So does he take minutes from Marvin Williams, Millsap, or even worse Favors, since that means more Millsap at the 4 if he's not at the 3? I've hear a lot of people throwing around that this or that person can play positions, but nobody has said where the minutes come from. I assume that Millsap, Favors, Hayward, and Jefferson will all have around 30-34 minutes/game. I assume that Mo and Marvin will have 26-30 minutes/game and that Kanter and Burks will have 15-20 minutes/game. When you look at the minutes and the distribution, you cannot have this above and play Foye at all unless he is at the PG position. I'm not making an argument--simply doing math. I'd like to see another way if there is one.

96 minutes at the 2/3 will come from Hayward/Mo/Foye/Burks. I'm not too concerned about the minute distribution so long as A) Ty favors matchups/hot hands; and B) Carroll racks up DNP's.

96 minutes at the 4/5 will come from Al/Sap/Favors/Kanter. Cutting into Favors minutes is mildly concerning, but so long as Ty is more liberal closing with him depending on the night, I won't care much either.

As I've said many times, I don't believe quantity of minutes matters so much as quality relative to development, and I could care less who gets the most minutes so long as it's the guys contributing most to winning.
 
As far as the backup 1 goes, I feel like it's not appreciated how much of a skill position the point is. 6'4" shooters are a dime a dozen, yet very few can adequately play PG. And Foye's history there is not good.
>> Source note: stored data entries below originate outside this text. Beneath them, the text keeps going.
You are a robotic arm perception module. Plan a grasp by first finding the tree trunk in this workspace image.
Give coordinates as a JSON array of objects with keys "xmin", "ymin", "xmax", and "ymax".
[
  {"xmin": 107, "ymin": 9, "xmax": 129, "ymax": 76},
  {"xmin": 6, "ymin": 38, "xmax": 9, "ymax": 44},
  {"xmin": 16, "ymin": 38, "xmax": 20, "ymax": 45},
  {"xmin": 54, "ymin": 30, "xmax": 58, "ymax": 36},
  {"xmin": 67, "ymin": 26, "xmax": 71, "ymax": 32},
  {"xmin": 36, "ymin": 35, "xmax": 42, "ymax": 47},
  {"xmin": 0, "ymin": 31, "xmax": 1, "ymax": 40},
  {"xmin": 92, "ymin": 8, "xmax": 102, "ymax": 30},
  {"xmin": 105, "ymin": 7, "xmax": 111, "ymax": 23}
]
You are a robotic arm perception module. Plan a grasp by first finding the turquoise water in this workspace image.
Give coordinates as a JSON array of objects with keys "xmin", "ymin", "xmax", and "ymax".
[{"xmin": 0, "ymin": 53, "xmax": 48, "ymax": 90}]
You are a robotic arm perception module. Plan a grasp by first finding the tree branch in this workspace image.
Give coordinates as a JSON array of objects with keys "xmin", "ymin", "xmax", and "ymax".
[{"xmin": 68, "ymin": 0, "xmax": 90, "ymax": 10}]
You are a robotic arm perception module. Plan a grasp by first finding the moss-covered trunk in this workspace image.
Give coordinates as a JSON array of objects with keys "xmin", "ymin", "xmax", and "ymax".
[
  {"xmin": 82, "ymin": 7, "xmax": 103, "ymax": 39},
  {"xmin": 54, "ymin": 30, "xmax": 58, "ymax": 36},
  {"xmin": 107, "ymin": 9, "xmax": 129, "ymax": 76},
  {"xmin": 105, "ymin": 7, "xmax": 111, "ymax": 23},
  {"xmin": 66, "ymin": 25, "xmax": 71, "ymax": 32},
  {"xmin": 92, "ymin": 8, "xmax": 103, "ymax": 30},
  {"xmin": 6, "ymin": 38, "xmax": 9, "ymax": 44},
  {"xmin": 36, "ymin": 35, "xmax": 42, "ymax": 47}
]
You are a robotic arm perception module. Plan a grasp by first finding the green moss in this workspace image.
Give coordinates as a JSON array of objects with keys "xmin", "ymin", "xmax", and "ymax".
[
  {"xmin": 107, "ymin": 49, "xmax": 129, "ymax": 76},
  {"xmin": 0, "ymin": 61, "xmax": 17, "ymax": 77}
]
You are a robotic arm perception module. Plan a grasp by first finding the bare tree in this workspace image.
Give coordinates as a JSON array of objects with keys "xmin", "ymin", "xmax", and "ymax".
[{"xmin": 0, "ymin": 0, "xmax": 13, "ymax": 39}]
So assuming he's a better option than Tinsley just because he's taller, younger, or shoots better is wishful thinking. For that matter, assuming the 'system' can be the point guard is also not good reasoning.
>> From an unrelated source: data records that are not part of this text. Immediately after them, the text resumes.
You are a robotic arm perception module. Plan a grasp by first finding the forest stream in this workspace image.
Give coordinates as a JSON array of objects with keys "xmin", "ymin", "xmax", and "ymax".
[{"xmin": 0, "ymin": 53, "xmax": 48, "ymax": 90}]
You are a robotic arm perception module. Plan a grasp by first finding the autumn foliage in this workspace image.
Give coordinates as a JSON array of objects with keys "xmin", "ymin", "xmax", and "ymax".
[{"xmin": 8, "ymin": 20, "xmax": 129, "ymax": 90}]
Like nerd said, the PG has to be a facilitator, but I'd go further than that. The PG is instrumental to running breaks. The PG also has an invaluable role in little aspects of the offense that go unnoticed: getting into it quickly, reading it to exploit mismatches, dialing up PnR's, the ability to pass off a drive. I'm open to trying Foye there, same with Burks, and to a lesser extent Hayward. I'm just not hopeful they can do those things.
 
As far as the backup 1 goes, I feel like it's not appreciated how much of a skill position the point is. 6'4" shooters are a dime a dozen, yet very few can adequately play PG. And Foye's history there is not good. So assuming he's a better option than Tinsley just because he's taller, younger, or shoots better is wishful thinking. For that matter, assuming the 'system' can be the point guard is also not good reasoning.
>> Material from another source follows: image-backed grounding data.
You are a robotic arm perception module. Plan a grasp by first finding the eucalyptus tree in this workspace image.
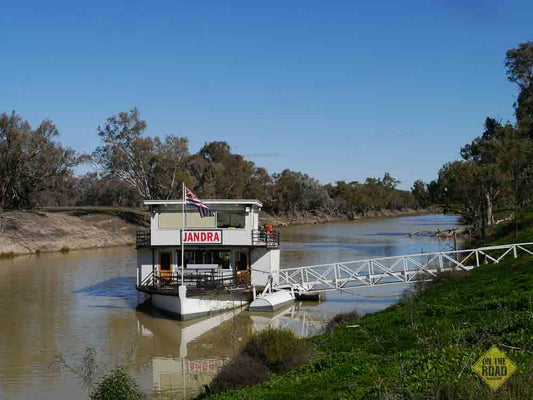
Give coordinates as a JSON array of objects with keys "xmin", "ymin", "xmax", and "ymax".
[
  {"xmin": 0, "ymin": 112, "xmax": 86, "ymax": 209},
  {"xmin": 93, "ymin": 108, "xmax": 191, "ymax": 199},
  {"xmin": 505, "ymin": 41, "xmax": 533, "ymax": 140}
]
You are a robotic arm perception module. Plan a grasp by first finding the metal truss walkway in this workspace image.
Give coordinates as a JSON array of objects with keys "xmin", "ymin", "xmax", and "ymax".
[{"xmin": 262, "ymin": 242, "xmax": 533, "ymax": 295}]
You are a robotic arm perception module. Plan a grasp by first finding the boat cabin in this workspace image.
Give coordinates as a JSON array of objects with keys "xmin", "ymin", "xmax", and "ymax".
[{"xmin": 137, "ymin": 199, "xmax": 280, "ymax": 292}]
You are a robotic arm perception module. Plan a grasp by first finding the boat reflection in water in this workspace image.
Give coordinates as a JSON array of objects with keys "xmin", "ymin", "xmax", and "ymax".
[{"xmin": 136, "ymin": 302, "xmax": 326, "ymax": 399}]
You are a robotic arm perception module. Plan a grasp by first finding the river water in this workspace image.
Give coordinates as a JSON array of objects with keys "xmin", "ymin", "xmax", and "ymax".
[{"xmin": 0, "ymin": 215, "xmax": 458, "ymax": 399}]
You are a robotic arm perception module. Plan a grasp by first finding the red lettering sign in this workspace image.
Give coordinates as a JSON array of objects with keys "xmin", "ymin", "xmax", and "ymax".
[{"xmin": 182, "ymin": 230, "xmax": 222, "ymax": 244}]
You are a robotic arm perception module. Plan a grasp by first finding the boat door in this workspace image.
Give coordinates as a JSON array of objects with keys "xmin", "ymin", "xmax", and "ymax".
[
  {"xmin": 235, "ymin": 249, "xmax": 251, "ymax": 283},
  {"xmin": 159, "ymin": 251, "xmax": 172, "ymax": 280}
]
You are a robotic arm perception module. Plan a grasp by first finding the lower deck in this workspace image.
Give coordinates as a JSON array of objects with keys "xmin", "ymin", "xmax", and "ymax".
[{"xmin": 137, "ymin": 246, "xmax": 279, "ymax": 293}]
Like nerd said, the PG has to be a facilitator, but I'd go further than that. The PG is instrumental to running breaks. The PG also has an invaluable role in little aspects of the offense that go unnoticed: getting into it quickly, reading it to exploit mismatches, dialing up PnR's, the ability to pass off a drive. I'm open to trying Foye there, same with Burks, and to a lesser extent Hayward. I'm just not hopeful they can do those things.

I'm not sure how many people are undervaluing the PG or how many are simply recognizing that we don't have a good batch of them, and then proceeding to think through the alternatives available to us via the players under contract. This is the land of John Stockton (and DWill), I don't think many need a lesson about how integral the PG is to an efficient offense.

You've contributed to many discussions by reminding us of how important the PG is... and there have been times that threads have spiraled way off into discussions where offenses are being imagined without one. But there is a reason the conversations went there. I, for one, would genuinely love to hear your solution to the PG problem that we have -- whether you conjure a trade or structure some kind of provisional distribution of minutes to the players on the squad.
 
As far as the backup 1 goes, I feel like it's not appreciated how much of a skill position the point is. 6'4" shooters are a dime a dozen, yet very few can adequately play PG. And Foye's history there is not good. So assuming he's a better option than Tinsley just because he's taller, younger, or shoots better is wishful thinking. For that matter, assuming the 'system' can be the point guard is also not good reasoning.

Like nerd said, the PG has to be a facilitator, but I'd go further than that. The PG is instrumental to running breaks. The PG also has an invaluable role in little aspects of the offense that go unnoticed: getting into it quickly, reading it to exploit mismatches, dialing up PnR's, the ability to pass off a drive. I'm open to trying Foye there, same with Burks, and to a lesser extent Hayward. I'm just not hopeful they can do those things.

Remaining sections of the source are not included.